Well it was running quite tight, smooth as silk. Recently fixed a vaccum leak, timed, dwell, cleaned out carb and it was great.
Started to have a slight miss at near idle cruising with tac slightly moving with my ear and seat feel. 65 mph at 1600 rpms, long legged girl.
So checked everything and went through the carb to make sure problem was not there.
Road test and pull first a bit and it pulls hard no miss, strong, than hit second.
After idle it was still missing and a bit rougher. Sounds like it has a nasty fat cam now.
Back to garage, note serious vaccum leak by intake, carb throttle shafts.
put my fingers over primary(no choke plate, nothing) and it idles up. Was probably there before.
Check timing, and it is off. Was 10 degrees, now 14 degrees and I can't retard as far as prior.

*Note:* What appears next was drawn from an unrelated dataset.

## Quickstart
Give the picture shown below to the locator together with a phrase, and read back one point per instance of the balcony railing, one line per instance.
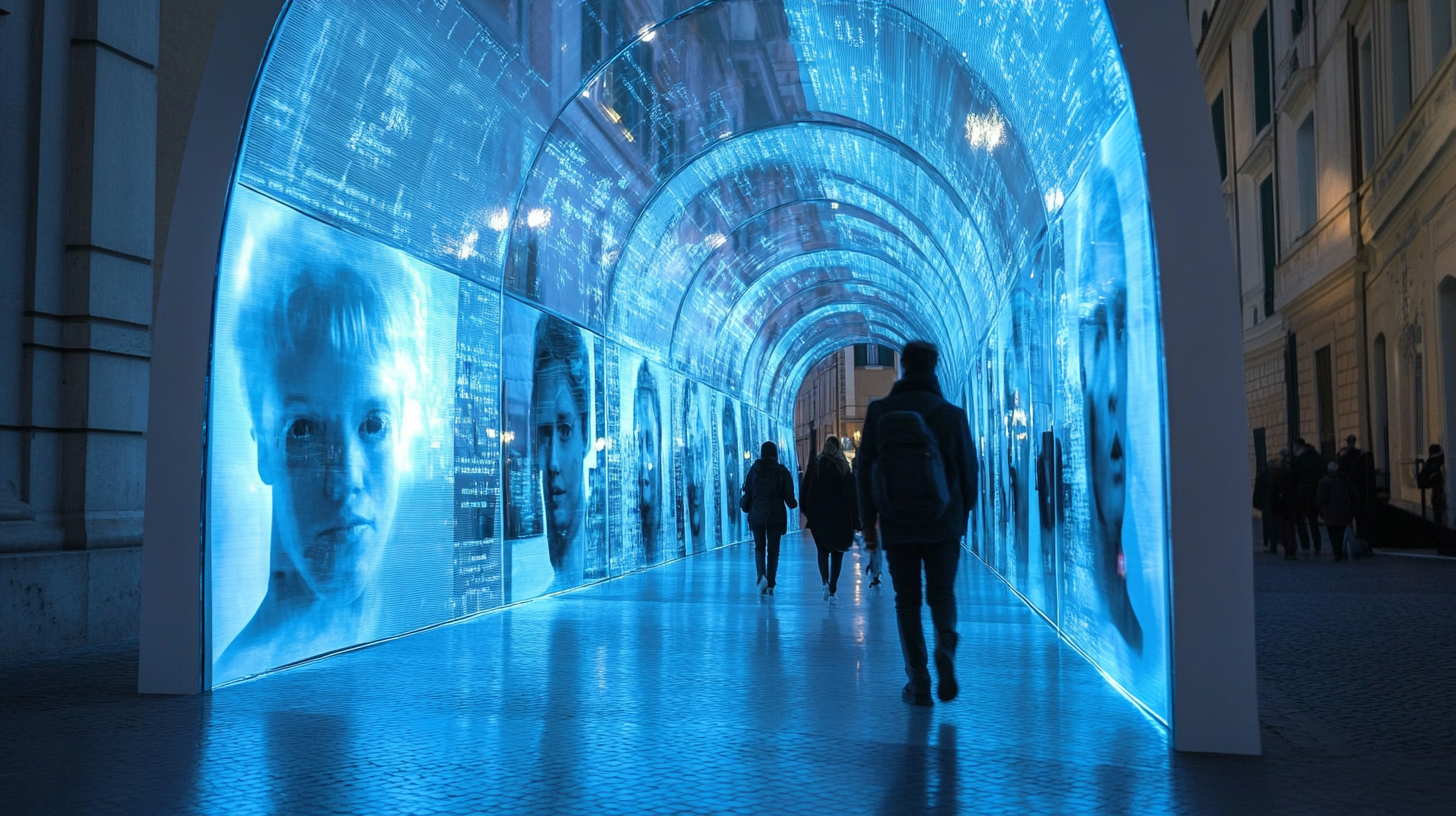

So tomorrow I'll do the test that others suggested to check timing.
I'll replace it this weekend and have a question.
Felpro gasket tip that came with timing cover gasket kit states" prior to applying the seal, apply a thin coat of grease on the seal face" and " do not install any seal without break-in lubrricant protection." I'll check olds manual but not sure about the directions.
What seal to grease, crank seal? the directions call round metal crank gasket a seal and the rubber pan gasket a seal. both to grease?
I' ll take pics and rant later!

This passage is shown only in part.